# N scale steam locos using DCC



## David-Stockwell (Sep 21, 2010)

For all you folks that have N scale engines with DCC! I have a question?
How reliable are the engines using DCC?? compared with DC types. I have had many DC steam locos in the past and had no problems with them.:thumbsup: DCC is so common now, I was wondering if there are more problems with them using DCC.:dunno:
I know a layout is easier to wire with DCC but my main concern is the performance and reliability of the DCC. I will never take apart an engine and was curious about the cost to repair a DCC equipped locomotive??:dunno:
Thanks much, Dave


----------



## jdguil (Aug 6, 2013)

I have the same question. I like the small steam engines, and would like to go DCC. I have a Bachmann 2-6-0 that is DCC and it runs great on plain DC, but that is the smallest steam engine I've seen with DCC. I also have a 4-4-0 Atlas DC, but have not seen any information on how to convert it to DCC. 

Has anyone converted any N scale 4-4-0s or other small steamers to DCC, or is there a commercial source for them, or for decoders?

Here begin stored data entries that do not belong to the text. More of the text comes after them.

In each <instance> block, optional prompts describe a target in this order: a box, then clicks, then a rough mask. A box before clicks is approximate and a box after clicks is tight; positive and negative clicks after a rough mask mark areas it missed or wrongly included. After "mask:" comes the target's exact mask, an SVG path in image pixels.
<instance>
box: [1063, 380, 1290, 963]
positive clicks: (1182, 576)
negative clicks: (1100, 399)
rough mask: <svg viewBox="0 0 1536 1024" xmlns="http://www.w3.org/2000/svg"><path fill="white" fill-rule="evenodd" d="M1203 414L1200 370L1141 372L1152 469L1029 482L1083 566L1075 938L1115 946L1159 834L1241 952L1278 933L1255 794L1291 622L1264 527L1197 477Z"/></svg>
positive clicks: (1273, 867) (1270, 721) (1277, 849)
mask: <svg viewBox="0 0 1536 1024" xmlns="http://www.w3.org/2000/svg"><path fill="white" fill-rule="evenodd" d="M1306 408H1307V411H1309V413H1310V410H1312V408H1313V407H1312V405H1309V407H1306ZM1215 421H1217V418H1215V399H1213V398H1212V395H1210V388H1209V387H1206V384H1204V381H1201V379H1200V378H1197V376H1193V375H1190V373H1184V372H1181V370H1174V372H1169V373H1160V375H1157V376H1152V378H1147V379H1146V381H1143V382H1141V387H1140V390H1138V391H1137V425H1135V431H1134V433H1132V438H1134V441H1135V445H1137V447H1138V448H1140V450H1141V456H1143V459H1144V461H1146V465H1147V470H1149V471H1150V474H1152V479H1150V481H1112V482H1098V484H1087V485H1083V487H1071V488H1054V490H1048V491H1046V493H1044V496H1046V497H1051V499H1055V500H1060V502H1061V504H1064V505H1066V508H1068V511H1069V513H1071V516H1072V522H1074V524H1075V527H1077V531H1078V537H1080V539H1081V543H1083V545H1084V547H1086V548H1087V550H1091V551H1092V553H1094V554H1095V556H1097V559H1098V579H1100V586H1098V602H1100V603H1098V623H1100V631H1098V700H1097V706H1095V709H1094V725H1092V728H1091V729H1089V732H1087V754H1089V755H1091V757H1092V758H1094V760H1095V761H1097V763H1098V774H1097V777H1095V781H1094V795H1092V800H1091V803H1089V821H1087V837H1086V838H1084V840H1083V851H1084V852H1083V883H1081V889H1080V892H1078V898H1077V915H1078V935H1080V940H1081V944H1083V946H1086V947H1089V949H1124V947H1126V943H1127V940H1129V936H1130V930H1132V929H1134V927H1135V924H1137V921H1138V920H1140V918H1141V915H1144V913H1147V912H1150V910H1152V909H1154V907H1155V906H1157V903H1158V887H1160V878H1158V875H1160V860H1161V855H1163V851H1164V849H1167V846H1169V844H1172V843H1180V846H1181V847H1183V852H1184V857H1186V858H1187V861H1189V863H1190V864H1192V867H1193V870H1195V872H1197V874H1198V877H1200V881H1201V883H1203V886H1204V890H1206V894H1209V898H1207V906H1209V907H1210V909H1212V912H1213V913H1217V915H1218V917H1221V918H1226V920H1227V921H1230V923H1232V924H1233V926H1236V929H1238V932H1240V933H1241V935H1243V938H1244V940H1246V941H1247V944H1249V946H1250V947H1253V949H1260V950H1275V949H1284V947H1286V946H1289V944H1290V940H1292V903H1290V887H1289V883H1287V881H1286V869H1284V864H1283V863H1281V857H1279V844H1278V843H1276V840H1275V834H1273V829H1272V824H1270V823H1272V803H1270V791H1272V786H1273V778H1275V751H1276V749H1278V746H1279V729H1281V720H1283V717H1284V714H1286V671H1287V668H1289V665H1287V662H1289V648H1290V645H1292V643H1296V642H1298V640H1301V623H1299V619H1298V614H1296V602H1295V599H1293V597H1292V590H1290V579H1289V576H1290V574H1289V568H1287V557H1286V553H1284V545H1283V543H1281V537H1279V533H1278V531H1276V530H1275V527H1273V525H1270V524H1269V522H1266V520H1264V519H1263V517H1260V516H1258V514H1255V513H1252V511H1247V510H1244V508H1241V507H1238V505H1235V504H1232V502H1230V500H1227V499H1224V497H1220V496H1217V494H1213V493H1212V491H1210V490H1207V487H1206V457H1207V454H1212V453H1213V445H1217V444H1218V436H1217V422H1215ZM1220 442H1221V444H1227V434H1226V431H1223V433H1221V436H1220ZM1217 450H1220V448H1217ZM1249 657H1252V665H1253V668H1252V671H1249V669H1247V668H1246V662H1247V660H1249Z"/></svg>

Before I make the switch I would like to know if it is even possible to fit DCC in the small N scale steam engines.


----------



## Brakeman Jake (Mar 8, 2009)

Reliability isn't an issue any more than with any other scale,if you can fit a decoder into it,it will run just as nicely and reliably as with DC.However,don't expect a poor DC running loco to run better with DCC...it will be even worse as DCC is more affected by poor connections and current flaws.

DCC decoders are now pretty reliable though,like any technology,failures may happen.But often times,decoder "cook off" will be caused by an external cause like a too power hungry motor or a short.The bright side is that for small steamers,a quite basic decoder will get the job done at very low cost.

The biggest problem with small steamers is availability.Not that many models offered at all in the smaller sizes and yet,in many cases,they're so small that you can't fit a decoder into it anyway unless you replace their tenders with larger ones.

Most smaller steamers I know of were made by Mintrix twenty + years ago and though they were quite reliable,they weren't designed with DCC in mind and are tough retrofit,if at all possible.Hopefully,more small steamers will be developed and come either "DCC equipped" or "DCC ready".Unfortunately,manufacturers won't give it a thought until sales expectations arise.


----------